Home > Article > Backend Development > Python some installation methods
ubuntu14.04 installation
pip install xgboost
Error reporting
sudo apt-get update
The result is the same error
Solution:
sudo -H pip install --pre xgboost Successfully installed xgboost Cleaning up...
Success!
Overfitting
When you observe that the training accuracy is high but the detection accuracy is low, you are likely to encounter an overfitting problem.
xgboost is a fast and effective boosting model.

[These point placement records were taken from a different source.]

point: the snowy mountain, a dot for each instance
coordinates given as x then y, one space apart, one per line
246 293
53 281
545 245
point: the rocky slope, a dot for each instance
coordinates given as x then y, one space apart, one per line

Boosting classifier is an integrated learning model. The basic idea is to combine hundreds or thousands of tree models with low classification accuracy into a model with high accuracy. This model will continue to iterate, generating a new tree with each iteration. Many methods have been proposed on how to generate a reasonable tree at each step. Here we briefly introduce the Gradient Boosting Machine proposed by Friedman. It uses the idea of gradient descent when generating each tree, taking one more step towards minimizing the given objective function based on all previously generated trees. Under reasonable parameter settings, we often need to generate a certain number of trees to achieve satisfactory accuracy. When the data set is large and complex, we may need thousands of iterative operations. If it takes a few seconds to generate a tree model, then the time-consuming operation of so many iterations should allow you to concentrate on thinking quietly...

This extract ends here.